How to Read/Write 64-Bit Registers using 32-Bit Windows XP

I am running Windows XP (32-bit) and have multiple 64-bit PCI devices in the system. In the past I have used READ_REGISTER_ULONG to read 32-bits at a time from PCI devices. However, since these devices are 64-bit, I need to read or write the full 64-bits at a time. I see that the HAL library also has a function called READ_REGISTER_ULONG64(), but apparently it’s only available in 64-bit versions of Windows.

I know 64-bit PCI devices have been around for a LONG time, while 64-bit Windows operating systems have only been around for a handful of years. So in the past how would a person read/write the full 64-bit data path to/from a PCI device? Maybe I’m missing something obvious since I’m new to driver development. Also, to be clear I’m not talking about 64-bit addresses; I only use 32-bit addressing, just need to do full 64-bit data transfers.

Thanks!!
Ryan

Ryan Patterson wrote:

I am running Windows XP (32-bit) and have multiple 64-bit PCI devices in the system. In the past I have used READ_REGISTER_ULONG to read 32-bits at a time from PCI devices. However, since these devices are 64-bit, I need to read or write the full 64-bits at a time. I see that the HAL library also has a function called READ_REGISTER_ULONG64(), but apparently it’s only available in 64-bit versions of Windows.

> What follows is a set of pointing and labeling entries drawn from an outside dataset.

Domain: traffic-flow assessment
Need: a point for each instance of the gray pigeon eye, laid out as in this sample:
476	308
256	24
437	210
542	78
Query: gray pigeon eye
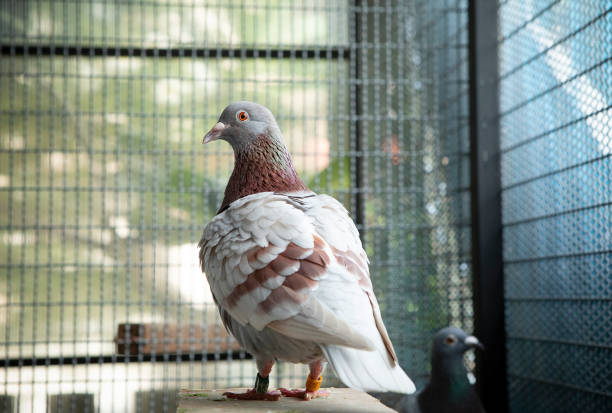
242	116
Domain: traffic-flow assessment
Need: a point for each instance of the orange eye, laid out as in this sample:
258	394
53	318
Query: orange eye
242	116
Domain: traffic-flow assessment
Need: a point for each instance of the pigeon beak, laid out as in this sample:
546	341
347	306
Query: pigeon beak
214	133
473	342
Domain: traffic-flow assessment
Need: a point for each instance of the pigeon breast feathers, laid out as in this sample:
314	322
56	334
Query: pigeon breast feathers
265	257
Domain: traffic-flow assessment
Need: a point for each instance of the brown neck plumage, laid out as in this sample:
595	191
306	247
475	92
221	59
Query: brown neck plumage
264	166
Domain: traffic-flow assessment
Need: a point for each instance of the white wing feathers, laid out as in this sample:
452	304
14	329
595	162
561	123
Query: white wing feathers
294	263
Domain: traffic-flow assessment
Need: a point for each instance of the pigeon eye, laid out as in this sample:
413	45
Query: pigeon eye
242	116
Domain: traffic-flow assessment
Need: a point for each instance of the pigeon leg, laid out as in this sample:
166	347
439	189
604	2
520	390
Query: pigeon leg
260	390
312	384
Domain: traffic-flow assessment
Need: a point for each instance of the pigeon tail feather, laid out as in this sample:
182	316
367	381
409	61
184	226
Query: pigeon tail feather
367	370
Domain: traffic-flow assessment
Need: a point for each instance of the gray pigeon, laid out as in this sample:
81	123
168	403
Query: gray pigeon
448	389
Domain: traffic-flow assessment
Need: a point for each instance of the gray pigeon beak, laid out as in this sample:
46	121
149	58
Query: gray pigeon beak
473	342
214	133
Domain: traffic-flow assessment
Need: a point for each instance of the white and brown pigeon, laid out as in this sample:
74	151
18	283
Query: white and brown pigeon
287	269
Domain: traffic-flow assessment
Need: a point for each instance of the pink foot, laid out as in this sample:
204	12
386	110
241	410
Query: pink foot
303	394
253	395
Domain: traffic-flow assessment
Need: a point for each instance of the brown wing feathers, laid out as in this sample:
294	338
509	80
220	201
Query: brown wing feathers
293	270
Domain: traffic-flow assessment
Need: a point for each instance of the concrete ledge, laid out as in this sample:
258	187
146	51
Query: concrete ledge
339	401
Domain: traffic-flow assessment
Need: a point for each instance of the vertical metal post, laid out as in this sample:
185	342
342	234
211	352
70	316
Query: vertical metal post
486	205
357	70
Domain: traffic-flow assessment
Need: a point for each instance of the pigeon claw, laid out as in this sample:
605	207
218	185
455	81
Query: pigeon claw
304	394
253	395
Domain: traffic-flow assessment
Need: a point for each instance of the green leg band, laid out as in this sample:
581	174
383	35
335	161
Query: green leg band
261	384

I know 64-bit PCI devices have been around for a LONG time, while 64-bit Windows operating systems have only been around for a handful of years. So in the past how would a person read/write the full 64-bit data path to/from a PCI device? Maybe I’m missing something obvious since I’m new to driver development. Also, to be clear I’m not talking about 64-bit addresses; I only use 32-bit addressing, just need to do full 64-bit data transfers.

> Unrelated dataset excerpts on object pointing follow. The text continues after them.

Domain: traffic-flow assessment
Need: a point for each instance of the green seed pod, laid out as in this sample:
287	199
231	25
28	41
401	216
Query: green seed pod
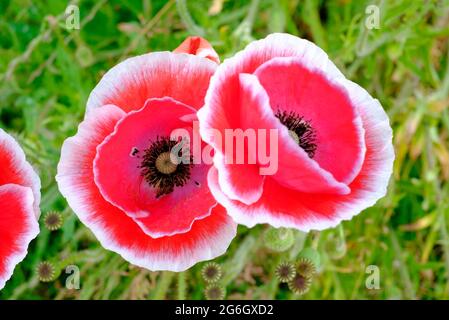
306	267
214	292
285	271
312	255
46	271
279	240
300	284
53	220
211	272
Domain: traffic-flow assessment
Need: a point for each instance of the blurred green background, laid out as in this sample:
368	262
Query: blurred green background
47	72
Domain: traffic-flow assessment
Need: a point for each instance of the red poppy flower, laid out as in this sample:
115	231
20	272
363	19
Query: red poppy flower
19	198
117	174
334	141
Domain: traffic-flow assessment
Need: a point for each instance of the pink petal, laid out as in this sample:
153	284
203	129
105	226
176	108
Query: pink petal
280	206
132	82
18	226
16	170
118	174
198	46
207	239
294	87
240	182
219	111
295	169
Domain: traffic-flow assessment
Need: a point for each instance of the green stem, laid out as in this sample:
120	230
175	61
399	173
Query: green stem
187	19
182	286
163	285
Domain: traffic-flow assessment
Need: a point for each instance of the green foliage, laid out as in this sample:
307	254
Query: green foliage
47	72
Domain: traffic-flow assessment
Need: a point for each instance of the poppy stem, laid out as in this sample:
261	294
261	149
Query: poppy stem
182	286
164	283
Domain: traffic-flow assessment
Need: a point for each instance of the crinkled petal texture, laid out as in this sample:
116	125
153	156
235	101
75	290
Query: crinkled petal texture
19	199
181	76
198	46
100	173
351	166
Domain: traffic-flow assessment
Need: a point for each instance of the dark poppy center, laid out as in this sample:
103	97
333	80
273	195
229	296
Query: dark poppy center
162	168
300	130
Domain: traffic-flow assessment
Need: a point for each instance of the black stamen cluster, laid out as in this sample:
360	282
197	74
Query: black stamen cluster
302	128
163	183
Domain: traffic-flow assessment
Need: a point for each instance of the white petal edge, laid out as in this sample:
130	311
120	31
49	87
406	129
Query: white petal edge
19	157
209	248
26	238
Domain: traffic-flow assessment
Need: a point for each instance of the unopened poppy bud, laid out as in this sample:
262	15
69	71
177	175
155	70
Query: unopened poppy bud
279	240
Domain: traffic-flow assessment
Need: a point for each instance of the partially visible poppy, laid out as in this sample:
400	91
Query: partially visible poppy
19	199
334	141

64-bit PCI means 64-bit addressing, not 64-bit data. There is no
instruction in the standard x86 instruction set that does an atomic
64-bit read, in large part because there are no 64-bit registers in
which to put the data. If your hardware requires atomic access to
64-bit wide registers, I would call that a design flaw.

You can try rolling your own using the MMX moveq instruction, but I
think you have a problem.


Tim Roberts, xxxxx@probo.com
Providenza & Boekelheide, Inc.

and

Wow… that’s seriously confusing. No disrespect intended, but do you really understand what you’re talking about here? Or, like, are you a new driver writer and some dude handed you a board and told you to write the driver for it? I ask because you’ve left out lots of what I would consider to be the vital information.

A couple of questions:

  1. Your device has 64-bit wide REGISTERS? They’re really 64-bits? In the hardware manual? And that’s the only way they’re addressed? That’s probably not a great design. In systems where there are 64-bit wide values, the registers are usually divided into 2, 32-bit registers. I’ve, personally, never seen a device with a 64-bit wide register. Are you SURE this is what you have?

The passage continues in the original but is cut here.